Installateur, gebruiker of ontwerper van de installatie: zonder complete gegevens betreffende deze punten heeft een inbedrijfstellingsprotocol geen praktische waarde en mag niet geaccepteerd worden. Vermijden van ongewilde verwarming van de collectoren tijdens de inbedrijfstelling Zoals bij elke inbedrijfstelling van een technische installatie is de duur hier van ook bij een thermisch zonnesysteem niet precies in te schatten. Het is al vaak verkeerd gebleken, voor zonsopkomst met de inbedrijfstelling te beginnen, om de noodzakelijke werkprocessen op tijd voor de eerste instraling op de collector afgerond te hebben. Wanneer het proces niet volledig afgesloten wordt, voordat de collector zich door instraling opwarmt, moet de inbedrijfstelling vaak worden afgebroken – wat bij een gedeeltelijk gevulde installatie problematisch kan zijn. De veiligste methode is daarom het afdekken van de collectoren. Viessmann vlakke plaatcollectoren worden met een lichtdichte folie op de glazen afdekplaat geleverd. Het is verstandig, deze folie pas na de inbedrijfstelling te verwijderen. Voor vacuüm buiscollectoren zijn afdekzeilen verkrijgbaar.

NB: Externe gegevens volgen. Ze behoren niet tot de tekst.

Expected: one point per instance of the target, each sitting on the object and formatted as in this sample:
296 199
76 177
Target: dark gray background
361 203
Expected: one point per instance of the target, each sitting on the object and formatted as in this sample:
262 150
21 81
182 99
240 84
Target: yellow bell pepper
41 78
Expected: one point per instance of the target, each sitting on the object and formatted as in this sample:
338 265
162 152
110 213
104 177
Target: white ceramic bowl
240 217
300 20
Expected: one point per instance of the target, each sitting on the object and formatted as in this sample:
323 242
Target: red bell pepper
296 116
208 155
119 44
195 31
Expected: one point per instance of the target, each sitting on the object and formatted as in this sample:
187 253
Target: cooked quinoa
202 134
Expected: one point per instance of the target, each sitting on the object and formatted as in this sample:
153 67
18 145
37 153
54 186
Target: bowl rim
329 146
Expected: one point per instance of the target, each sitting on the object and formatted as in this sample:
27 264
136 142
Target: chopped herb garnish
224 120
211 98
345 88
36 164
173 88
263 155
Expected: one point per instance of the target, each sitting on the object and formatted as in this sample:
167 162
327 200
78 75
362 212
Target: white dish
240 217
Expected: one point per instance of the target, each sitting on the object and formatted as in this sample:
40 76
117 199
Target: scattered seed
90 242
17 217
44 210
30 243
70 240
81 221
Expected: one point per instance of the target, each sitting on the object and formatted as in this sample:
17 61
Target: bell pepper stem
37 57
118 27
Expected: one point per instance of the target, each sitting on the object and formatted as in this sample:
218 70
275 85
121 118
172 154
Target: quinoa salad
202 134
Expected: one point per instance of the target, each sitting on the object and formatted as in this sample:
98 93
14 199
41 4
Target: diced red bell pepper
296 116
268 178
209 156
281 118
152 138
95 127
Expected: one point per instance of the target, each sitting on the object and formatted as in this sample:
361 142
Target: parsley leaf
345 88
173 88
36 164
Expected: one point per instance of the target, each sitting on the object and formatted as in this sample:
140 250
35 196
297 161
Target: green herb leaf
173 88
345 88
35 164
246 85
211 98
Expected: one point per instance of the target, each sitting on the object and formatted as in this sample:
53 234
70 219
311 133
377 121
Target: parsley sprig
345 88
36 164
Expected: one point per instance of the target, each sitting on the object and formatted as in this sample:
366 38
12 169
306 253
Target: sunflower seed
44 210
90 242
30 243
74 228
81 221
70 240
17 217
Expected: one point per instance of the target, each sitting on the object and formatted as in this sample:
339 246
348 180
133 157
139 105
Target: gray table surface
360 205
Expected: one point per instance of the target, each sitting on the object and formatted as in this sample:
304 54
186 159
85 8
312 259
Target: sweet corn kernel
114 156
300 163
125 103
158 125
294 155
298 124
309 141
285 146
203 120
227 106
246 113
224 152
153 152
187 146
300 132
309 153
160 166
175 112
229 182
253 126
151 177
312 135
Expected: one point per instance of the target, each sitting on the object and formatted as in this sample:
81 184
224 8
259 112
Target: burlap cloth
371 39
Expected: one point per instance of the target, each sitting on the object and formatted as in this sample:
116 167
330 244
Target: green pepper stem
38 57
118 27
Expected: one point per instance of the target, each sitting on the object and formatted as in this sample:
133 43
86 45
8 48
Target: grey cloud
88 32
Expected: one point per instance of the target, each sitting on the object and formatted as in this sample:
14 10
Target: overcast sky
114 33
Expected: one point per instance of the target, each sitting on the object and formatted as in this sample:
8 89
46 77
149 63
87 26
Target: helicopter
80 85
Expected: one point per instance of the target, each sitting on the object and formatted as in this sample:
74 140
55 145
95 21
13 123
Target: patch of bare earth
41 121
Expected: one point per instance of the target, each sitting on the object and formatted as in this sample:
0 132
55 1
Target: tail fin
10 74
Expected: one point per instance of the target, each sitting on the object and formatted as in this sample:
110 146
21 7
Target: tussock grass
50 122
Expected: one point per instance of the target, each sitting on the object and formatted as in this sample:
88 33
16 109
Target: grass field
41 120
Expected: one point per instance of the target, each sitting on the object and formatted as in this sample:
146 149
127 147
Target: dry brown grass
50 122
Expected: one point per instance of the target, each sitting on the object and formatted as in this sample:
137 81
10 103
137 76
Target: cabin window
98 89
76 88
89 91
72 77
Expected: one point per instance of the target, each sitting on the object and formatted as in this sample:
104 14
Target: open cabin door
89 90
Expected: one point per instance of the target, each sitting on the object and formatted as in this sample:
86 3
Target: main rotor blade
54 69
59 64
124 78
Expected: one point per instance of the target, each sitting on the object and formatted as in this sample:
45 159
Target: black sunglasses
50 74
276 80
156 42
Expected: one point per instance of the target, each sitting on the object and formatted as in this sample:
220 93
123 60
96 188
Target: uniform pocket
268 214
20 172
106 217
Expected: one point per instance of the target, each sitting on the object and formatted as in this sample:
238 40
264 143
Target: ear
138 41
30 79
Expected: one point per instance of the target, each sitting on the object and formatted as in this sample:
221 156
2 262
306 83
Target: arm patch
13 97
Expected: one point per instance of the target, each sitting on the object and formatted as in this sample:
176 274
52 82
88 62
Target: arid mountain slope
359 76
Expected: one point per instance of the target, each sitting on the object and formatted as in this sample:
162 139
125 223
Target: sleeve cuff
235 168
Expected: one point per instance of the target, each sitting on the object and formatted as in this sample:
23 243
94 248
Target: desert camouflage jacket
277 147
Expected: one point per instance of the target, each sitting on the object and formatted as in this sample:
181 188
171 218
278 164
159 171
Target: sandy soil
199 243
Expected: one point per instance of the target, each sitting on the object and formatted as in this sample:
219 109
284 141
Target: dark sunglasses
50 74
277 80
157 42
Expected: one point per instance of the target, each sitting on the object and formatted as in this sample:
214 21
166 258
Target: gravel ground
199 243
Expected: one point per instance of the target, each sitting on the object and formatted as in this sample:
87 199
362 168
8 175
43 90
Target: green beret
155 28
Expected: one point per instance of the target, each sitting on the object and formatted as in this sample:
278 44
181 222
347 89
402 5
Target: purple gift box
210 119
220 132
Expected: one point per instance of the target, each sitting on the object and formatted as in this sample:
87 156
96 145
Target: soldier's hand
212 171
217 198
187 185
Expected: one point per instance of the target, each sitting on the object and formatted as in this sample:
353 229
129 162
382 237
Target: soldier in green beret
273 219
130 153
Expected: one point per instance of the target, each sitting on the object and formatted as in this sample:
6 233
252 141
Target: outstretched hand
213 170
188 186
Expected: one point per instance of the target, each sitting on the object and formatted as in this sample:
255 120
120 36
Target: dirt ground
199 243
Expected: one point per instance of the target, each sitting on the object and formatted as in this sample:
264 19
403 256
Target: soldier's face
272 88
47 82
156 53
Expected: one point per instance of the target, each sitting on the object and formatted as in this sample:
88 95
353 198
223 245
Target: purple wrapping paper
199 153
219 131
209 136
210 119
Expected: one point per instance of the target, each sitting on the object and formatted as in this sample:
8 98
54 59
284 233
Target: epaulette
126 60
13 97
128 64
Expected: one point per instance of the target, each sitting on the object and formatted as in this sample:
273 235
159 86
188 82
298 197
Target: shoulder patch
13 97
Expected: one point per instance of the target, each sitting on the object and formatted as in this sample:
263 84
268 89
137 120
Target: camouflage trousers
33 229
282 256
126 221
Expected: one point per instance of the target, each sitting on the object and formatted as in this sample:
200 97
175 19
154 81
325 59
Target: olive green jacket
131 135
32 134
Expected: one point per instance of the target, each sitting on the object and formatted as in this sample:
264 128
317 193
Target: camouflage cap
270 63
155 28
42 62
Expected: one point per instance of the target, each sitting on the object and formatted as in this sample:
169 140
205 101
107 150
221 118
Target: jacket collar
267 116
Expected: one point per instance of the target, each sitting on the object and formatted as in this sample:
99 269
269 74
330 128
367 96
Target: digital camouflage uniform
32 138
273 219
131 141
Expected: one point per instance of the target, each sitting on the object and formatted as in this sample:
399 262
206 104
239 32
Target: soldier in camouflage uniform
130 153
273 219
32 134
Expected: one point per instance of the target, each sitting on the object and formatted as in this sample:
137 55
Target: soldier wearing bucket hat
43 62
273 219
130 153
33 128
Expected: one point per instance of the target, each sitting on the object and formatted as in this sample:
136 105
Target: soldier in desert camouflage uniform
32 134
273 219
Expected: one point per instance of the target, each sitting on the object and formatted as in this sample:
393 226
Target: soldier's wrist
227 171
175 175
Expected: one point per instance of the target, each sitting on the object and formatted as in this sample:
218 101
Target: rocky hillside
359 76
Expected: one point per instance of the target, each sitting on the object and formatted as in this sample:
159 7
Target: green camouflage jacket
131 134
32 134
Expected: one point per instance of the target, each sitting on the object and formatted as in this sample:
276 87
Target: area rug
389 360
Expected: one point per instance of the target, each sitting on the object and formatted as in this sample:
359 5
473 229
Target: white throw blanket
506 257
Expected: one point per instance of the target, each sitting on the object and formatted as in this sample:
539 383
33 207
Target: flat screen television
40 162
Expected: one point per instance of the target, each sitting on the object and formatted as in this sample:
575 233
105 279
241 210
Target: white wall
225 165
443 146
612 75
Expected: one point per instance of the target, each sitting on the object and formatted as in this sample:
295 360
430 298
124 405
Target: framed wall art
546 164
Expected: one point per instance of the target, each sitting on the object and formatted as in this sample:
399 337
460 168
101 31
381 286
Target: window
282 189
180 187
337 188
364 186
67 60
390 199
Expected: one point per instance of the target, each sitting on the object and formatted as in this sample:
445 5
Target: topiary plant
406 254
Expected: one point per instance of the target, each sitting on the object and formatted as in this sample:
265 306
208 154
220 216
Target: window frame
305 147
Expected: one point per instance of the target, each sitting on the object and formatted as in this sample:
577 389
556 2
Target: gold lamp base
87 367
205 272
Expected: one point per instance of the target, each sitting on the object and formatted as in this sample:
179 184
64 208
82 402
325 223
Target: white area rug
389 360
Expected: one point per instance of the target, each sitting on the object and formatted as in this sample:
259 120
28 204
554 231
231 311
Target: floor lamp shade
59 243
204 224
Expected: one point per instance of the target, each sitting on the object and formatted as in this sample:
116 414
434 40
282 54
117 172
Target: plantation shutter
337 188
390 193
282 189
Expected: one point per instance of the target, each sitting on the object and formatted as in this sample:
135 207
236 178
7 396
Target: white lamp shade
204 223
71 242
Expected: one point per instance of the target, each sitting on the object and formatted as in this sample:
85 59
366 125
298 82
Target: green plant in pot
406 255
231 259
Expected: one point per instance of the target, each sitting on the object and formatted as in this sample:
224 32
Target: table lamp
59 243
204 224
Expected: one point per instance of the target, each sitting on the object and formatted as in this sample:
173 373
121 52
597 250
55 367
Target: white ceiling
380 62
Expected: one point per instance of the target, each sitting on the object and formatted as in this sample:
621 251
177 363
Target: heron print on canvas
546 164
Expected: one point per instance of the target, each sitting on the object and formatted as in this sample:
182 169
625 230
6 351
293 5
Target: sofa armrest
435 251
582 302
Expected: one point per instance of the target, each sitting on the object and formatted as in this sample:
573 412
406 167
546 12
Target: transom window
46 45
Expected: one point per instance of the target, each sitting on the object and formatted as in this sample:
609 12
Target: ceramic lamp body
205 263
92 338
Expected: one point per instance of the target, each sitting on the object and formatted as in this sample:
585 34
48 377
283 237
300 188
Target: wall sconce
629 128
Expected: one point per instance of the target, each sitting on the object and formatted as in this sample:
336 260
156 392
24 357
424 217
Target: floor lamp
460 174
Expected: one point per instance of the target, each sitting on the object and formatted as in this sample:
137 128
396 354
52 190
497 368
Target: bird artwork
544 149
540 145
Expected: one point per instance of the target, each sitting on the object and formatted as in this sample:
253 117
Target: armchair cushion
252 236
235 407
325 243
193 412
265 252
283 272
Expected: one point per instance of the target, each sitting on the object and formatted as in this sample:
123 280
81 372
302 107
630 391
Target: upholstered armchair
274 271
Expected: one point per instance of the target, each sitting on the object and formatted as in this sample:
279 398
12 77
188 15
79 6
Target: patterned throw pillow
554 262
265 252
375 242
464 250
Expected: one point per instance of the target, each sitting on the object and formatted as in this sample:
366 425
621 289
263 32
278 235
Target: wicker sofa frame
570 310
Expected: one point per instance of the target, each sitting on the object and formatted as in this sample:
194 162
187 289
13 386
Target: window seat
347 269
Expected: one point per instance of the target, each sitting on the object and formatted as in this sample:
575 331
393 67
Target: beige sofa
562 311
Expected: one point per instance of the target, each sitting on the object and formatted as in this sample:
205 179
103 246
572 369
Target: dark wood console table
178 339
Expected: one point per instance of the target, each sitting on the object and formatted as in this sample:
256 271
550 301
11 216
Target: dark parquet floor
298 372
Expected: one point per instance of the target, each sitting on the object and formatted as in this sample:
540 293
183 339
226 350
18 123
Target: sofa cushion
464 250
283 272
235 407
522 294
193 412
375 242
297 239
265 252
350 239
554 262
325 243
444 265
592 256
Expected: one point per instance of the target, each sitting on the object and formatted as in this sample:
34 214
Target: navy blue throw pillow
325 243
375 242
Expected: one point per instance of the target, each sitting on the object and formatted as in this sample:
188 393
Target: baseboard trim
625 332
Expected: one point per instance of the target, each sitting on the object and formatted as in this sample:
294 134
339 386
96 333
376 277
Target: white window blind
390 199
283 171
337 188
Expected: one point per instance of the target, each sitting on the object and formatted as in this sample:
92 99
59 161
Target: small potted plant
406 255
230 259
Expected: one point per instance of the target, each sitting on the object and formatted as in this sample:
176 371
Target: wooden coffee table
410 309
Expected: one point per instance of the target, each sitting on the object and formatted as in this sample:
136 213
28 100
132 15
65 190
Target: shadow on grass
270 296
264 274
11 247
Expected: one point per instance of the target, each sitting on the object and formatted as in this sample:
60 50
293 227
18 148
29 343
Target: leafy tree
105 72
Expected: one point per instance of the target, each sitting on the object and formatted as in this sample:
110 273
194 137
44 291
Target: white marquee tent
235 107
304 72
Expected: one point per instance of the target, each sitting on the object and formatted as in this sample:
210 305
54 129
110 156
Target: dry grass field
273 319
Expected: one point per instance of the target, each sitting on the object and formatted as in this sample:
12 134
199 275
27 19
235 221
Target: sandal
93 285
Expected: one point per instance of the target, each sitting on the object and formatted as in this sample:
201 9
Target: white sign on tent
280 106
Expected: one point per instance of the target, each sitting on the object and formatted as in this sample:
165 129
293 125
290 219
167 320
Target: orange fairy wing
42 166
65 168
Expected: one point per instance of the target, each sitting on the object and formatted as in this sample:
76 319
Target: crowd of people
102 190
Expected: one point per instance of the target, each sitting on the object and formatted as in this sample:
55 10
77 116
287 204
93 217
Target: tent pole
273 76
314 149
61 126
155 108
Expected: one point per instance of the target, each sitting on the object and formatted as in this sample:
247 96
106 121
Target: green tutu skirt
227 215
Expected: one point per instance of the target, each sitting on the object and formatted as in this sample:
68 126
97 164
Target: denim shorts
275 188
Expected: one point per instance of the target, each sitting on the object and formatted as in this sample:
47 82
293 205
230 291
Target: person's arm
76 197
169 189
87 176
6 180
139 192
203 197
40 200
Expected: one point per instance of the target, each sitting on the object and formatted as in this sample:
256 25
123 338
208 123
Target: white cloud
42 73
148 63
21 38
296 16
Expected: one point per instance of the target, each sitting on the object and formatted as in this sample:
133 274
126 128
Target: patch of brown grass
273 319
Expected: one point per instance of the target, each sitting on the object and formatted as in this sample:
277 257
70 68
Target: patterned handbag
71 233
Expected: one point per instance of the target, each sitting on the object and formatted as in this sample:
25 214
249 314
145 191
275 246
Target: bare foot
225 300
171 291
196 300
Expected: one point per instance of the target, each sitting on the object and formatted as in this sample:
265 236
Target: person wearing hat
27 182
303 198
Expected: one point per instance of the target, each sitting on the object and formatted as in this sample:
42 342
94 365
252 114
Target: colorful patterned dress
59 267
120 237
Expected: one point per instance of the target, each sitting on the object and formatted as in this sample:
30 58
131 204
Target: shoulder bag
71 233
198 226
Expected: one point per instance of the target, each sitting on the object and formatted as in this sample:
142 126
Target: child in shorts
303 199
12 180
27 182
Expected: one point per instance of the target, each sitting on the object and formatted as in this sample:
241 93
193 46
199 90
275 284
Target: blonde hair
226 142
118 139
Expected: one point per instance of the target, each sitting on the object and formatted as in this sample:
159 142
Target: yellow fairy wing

Afb. E.1.2–1 Afdekken van de collector Om het opwarmen van de collector voor of tijdens de inbedrijfstelling uit te sluiten, worden Viessmann vlakke plaatcollectoren met lichtdichte beschermfolie geleverd.
E.1 Inbedrijfstelling en onderhoud
Testen en instellen van de druk van het expansievat voor het vullen In hoofdstuk B.3.5.2 en E.1.1 wordt het berekenen van het expansievatvolume en de werkdruk van de installatie reeds uitvoerig beschreven. Deze zorgvuldige berekening is echter nutteloos, wanneer de berekende waarden niet meer overeenkomen met de waarden van de voltooide installatie: vaak “bepaalt” namelijk de afleveringstoestand van het expansievat helaas de werkdruk van de installatie. De eerste maatregel bij inbedrijfstelling is derhalve altijd het testen van de druk van het expansievat voor het vullen. De ervaring leert, dat dit vaak vergeten wordt. Men komt hier pas achter als de installatie eenmaal gevuld is en dan kost het veel tijd en moeite om dit weer te corrigeren. Meestal is het zo dat degene die voor de werkdruk van de installatie en daarmee ook voor de druk van het expansievat voor het vullen van de installatie, verantwoordelijk is, ook degene is die de installatie in bedrijf stelt, en niet degene die het expansievat ingebouwd heeft. Bij de inbedrijfstelling moet dus nogmaals een volledige plausibiliteitcontrole van alle relevante gegevens voor de werkdruk van de installatie plaatsvinden (zie hoofdstuk E.1.1).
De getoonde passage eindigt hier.